How to Become an Umpire

by Shenron on March 3, 2010

You’ve been watching the games on TV for years and now you want to finally make the final step towards becoming a professional baseball umpire. There are very few jobs on the planet that have the same obscurity level as being a professional baseball umpire, and because of that, no one ever really knows where to begin their training and the application process for the whole thing. Luckily, we’re here to help and we’re going to walk you through everything you’ll need to know about how to become an MLB umpire.

Become Umpire How to Become an Umpire

1. There are two training facilities in the United States for becoming an umpire. Both of them are located in Florida. The training programs are open to the public and they each last five weeks. It doesn’t matter which course you enroll in as they are identical in the material they teach. Obviously, most people aren’t residents of Florida, so the few hundred miles that the programs are apart shouldn’t make much difference if you have to travel to get to them. These five week programs are held during the baseball off season. More information can be found on the official MLB website.

2. Obviously, enrolling and participating in the course are the easy part of the whole process. While in your training program, you’ll be continuously watched by scouts and other officials to see how you’re doing. If you display a strong sense of character and morality, as well as very astute observational skills, you’ll be considered for moving onto the next stage. Remember to keep yourself composed during the training program and do as well as you can. Because there are only a few hundred umpires in the entire country at any given time, getting noticed and moving on is easier said than done.

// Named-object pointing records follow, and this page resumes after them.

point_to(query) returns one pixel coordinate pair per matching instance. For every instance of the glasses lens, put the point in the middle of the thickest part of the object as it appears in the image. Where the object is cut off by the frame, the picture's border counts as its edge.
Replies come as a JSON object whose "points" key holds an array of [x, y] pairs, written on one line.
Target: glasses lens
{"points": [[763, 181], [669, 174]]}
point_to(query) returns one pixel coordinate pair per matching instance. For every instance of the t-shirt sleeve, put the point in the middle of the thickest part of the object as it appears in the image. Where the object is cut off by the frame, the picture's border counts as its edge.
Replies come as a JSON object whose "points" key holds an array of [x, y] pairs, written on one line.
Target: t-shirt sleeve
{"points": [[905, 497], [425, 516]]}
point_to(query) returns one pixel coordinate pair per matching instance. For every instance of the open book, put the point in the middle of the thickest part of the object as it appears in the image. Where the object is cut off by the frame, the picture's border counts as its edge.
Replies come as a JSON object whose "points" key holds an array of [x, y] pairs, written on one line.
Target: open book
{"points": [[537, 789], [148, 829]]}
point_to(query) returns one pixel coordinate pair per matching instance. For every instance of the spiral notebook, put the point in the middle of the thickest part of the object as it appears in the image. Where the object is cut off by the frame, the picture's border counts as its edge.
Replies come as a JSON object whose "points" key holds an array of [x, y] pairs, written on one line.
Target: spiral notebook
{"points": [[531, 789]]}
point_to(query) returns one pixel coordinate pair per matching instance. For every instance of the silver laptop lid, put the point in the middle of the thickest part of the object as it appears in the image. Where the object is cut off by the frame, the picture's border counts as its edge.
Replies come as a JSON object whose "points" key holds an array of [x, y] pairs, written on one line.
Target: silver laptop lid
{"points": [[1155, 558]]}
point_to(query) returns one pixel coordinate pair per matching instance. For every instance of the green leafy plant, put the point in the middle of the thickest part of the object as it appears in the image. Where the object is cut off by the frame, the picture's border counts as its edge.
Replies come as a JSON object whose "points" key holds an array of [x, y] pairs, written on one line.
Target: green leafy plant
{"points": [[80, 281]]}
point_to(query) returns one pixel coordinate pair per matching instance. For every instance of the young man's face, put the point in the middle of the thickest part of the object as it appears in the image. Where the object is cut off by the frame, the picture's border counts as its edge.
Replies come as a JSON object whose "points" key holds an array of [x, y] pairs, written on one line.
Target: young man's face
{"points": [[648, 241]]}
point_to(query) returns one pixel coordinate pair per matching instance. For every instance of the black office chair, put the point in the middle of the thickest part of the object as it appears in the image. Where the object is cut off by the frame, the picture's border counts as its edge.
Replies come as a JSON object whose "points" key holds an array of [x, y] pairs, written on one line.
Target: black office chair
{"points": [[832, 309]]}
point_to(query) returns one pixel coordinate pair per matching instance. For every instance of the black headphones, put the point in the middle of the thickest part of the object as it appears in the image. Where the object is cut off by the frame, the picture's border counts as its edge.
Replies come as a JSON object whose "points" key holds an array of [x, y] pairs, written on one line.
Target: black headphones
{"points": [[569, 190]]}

base ball Umpire How to Become an Umpire

3. Assuming you get noticed for being one of the best of your class you will be moved on to being an umpire in the minor leagues. There are many divisions in minor league baseball, all of which are outlined on the MLB website. Assuming you make it into being an umpire for the minor league (there are only 225), you’ve made it much farther than most and you should give yourself a pat on the back.

4. The final part of the process that most people want to attain is of course to make it into the major leagues to start being an umpire for the pros. Here is where it gets tricky. Because being an umpire isn’t exactly a dangerous job and they don’t get fired too often by the MLB officials, the turnover rate for professional umpires is between very low and non-existent. To make it into the pro game, it’s almost all lucky. If a position needs to be filled in a major league baseball game and you’ve met the right people along the way, you’ll get a phone call requesting you to be an official. There is no formal process to go through to go from the minor league to the professional level. It’s pure chance.